I spend much of my working week tracing familiar paths around the northern part of central London. It's repetitive, and I often find I've switched to "autopilot", arriving at my destination with little or no recollection of the journey.
But I live 100 miles from London, so I rarely see it at the weekend. That why it was so interesting to wake up this saturday morning in Barbican, don a pair of jeans instead of a suit, and revisit some familiar haunts with a recreational (rather than functional) perspective.
And it's amazing what you see: Upon opening my curtains on the sixth floor, three gigantic cranes confronted me. I've walked past them hundreds of times, but never spotted them before. What are they building, and why?
Perhaps it was the much-diminished pedestrian presence which exposed the many metal cabinets adorning our pavements. Are these part of our electricity, gas or telecoms infrastructure? Who uses them, and why? And whence the welcome development of street artists attacking them with colourful patterns?

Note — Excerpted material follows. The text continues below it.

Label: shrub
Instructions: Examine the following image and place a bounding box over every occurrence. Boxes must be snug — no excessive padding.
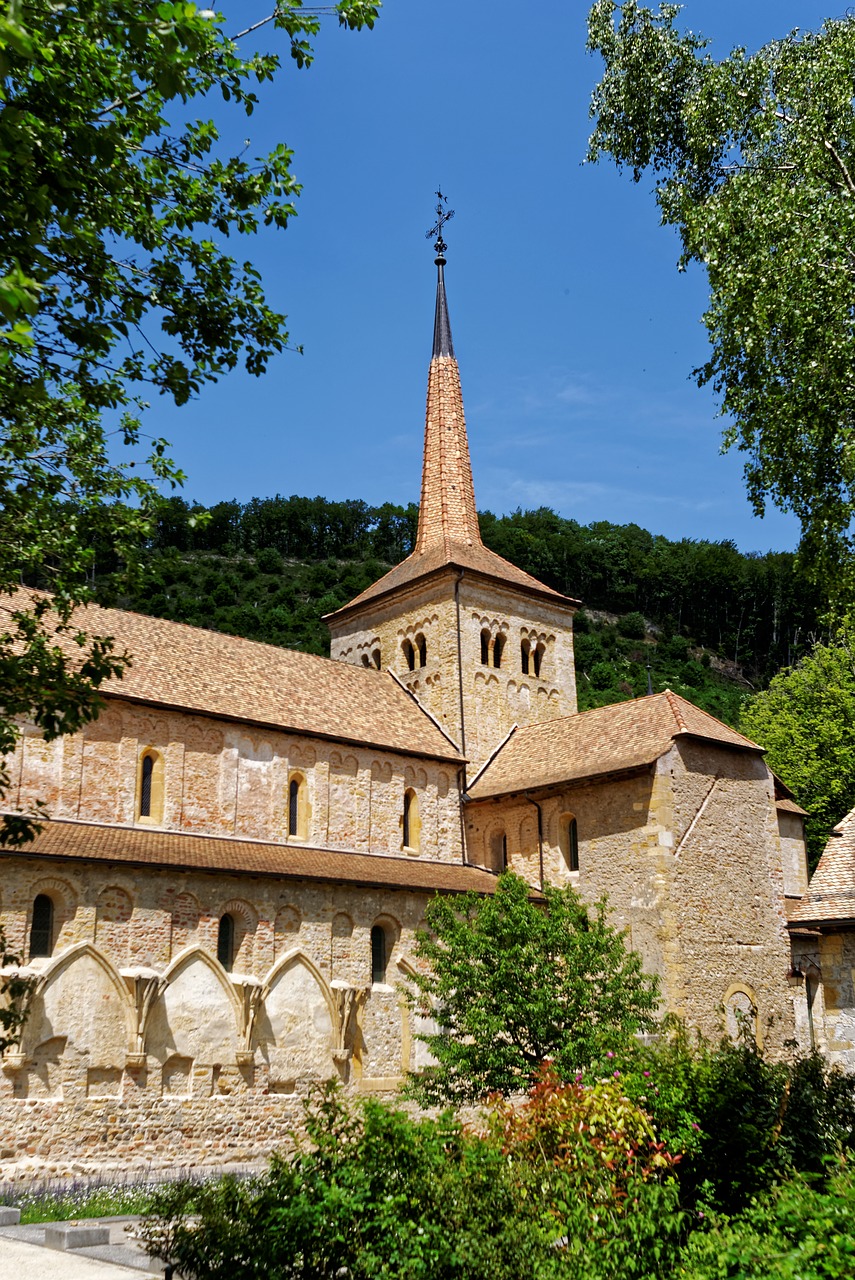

There's usually no opportunity to look up inside Baker St. underground station. It's more important to watch the movements of others acutely, so as to avoid collisions in the morning maelstrom. But when you do look up, the ceiling is remarkable: It's decorated with rather formal squares and circles of red on white. Who did that, and why?
Looking up at Marylebone train station was also revealing. The sheer complexity of the interwoven steel frame is mind-boggling, and I loved the juxtaposition of a group of stranded helium balloons amongst the struts and arches. Changing my viewpoint slightly I spotted a cluster of CCTV cameras, and of course that triggered sightings of several more cameras dotted around the building. Why so many? Who watches the footage?
All of this reminds me of an exercise a few years ago, undertaken as part of a photography class at my local college. We were asked to spend a couple of weekends shooting 26 images, one in the form of each letter of the alphabet. Until this task provoked me to look up, I'd never imagined that some lamp-posts look like a 'J', or that a window frame could resemble an 'A'.
Why do we so rarely look up? I think it's a gravity thing. For land mammals like us, the most important objects are on the ground. For basic survival it's been much more important to look left, look right, look behind, or look into the distance. Of course this is why widescreen TVs have replaced traditional square tubes: Most of our TV programmes are about people, so why waste all that space on the sky? How different things must be in the genuinely three-dimensional world occupied by birds or fish!